| > And by asking a question, you have no answer for mine? Your line of questions seemed to be missing the point, which is why I tried to make things easier by asking you how you would understand language in this context. > You seem to think that claims aren't true or false if we don't know whether they are true or false. Nope. > What your doing is equivocating the likelihood of the method to produce true claims with whether a stated claim is likely to be true. No, I am not equivocating those, those just are the same thing, and I am almost certain that you also use language in this way, even though it seems like maybe you aren't aware of it. Which is why I asked you that one simple question, to see whether you actually do. > So you are not certain if religion is incompatible with science? I won't answer any further questions about whether I am certain about something until you show that there is anything anyone could possibly be certain about. Demanding a burden of proof that you don't apply to anything else is simply destructive behaviour, not something that could possibly lead to any insight. > How do you know this with certainty? Just remove "certainly". The point is: I haven't seen any, I doubt you have seen any, I doubt anyone has seen any. If you have some, feel free to share it. > As far as you know everything you perceive could be illusion/simulation/whatever WRT "ultimate reality", so making that claim in the sense that our senses are not in any way reliable for detecting "ultimate reality" (i.e., "the programmer that wrote the simulation") is unwarranted, and there certainly is no evidence supporting such a claim. Correct. Which is why I am not making that claim. |
So apparently you are uncertain that you've just stated "I won't answer any further questions about whether I am certain about something until you show that there is anything anyone could possibly be certain about"... lol, wow.
Haha, are you certain you won't answer any further questions about whether you are certain about something until I show that there is anything anyone could possibly be certain about? If not, are you certain that you are not certain? If so, well then now you know there is something you can possibly be certain about. If not, are you certain?
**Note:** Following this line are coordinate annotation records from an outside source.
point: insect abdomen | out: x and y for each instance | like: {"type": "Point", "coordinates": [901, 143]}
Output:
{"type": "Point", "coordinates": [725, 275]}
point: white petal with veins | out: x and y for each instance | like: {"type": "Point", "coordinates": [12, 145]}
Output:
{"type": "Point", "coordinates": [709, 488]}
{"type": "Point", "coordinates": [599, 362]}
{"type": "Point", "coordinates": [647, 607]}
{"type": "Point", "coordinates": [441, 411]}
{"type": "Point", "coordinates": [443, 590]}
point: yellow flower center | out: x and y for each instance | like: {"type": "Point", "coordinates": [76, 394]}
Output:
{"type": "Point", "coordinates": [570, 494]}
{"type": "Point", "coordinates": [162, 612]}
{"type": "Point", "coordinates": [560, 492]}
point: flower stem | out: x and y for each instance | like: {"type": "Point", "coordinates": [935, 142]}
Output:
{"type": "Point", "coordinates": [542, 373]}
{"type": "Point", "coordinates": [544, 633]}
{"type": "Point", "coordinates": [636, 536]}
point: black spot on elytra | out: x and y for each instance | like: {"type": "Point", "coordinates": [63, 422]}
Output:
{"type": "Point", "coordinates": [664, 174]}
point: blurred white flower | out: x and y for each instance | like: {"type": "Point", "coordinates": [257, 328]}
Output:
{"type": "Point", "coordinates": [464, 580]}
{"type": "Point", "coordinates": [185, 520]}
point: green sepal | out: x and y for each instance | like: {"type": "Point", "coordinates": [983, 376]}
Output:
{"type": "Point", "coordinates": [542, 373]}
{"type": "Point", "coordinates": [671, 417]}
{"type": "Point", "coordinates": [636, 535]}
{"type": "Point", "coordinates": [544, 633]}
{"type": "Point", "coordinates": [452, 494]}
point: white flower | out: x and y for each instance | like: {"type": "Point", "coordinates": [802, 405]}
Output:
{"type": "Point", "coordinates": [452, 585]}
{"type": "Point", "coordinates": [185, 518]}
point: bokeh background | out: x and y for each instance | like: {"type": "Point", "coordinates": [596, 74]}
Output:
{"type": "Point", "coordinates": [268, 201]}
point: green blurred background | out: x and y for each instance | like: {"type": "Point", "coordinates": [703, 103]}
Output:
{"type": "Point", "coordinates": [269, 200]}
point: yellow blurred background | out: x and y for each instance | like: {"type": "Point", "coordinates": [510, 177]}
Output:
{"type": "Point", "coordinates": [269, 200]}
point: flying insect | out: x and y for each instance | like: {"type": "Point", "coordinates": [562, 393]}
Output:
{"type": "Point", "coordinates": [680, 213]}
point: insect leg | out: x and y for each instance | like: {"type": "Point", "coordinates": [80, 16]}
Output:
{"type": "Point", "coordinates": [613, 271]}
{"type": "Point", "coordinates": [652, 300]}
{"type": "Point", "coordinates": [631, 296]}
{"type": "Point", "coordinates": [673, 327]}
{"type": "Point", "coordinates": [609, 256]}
> Demanding a burden of proof that you don't apply to anything else is simply destructive behaviour, not something that could possibly lead to any insight.
Smh, tsk tsk. I do apply it to other things. At the moment, however, we are dealing with your "uncertain" claims, a burden which is evermore appearing to be too much for you, especially now, given that you have now revealed that you've not intended to say anything with certainty. Perhaps, for all future claims you make, it would serve us well if you included wording that indicates your uncertainty.
> Just remove "certainly".
If you're going to remove certainty from all of your claims, then we have reached the end of our discussion. I'm content with you not being certain of the claim "Religion is incompatible with science". You may feel that one can't be certain of anything, but it is certain that you can't be certain of that.
> The point is: I haven't seen any, I doubt you have seen any, I doubt anyone has seen any.
Well according to you, you are not certain that you doubt it. In addition, by your own expectations of uncertainty, you are not certain that (you are not certain that you doubt it), and, to continue, you are not certain that (you are not certain that (you are not certain that you doubt it)), and you are not certain that (you are not certain that (you are not certain that (you are not certain that you doubt it))), and so on...
Oh, and if you want to replace all certainty with likelihood, as in stating that "It is likely that religion is incompatible with science" to highlight your uncertainty of the claim "Religion is compatible with science", then the claim "It is likely that religion is incompatible with science" would also be uncertain. This would result in the same infinite hierarchically regressive death spiral as above. So... have fun with that.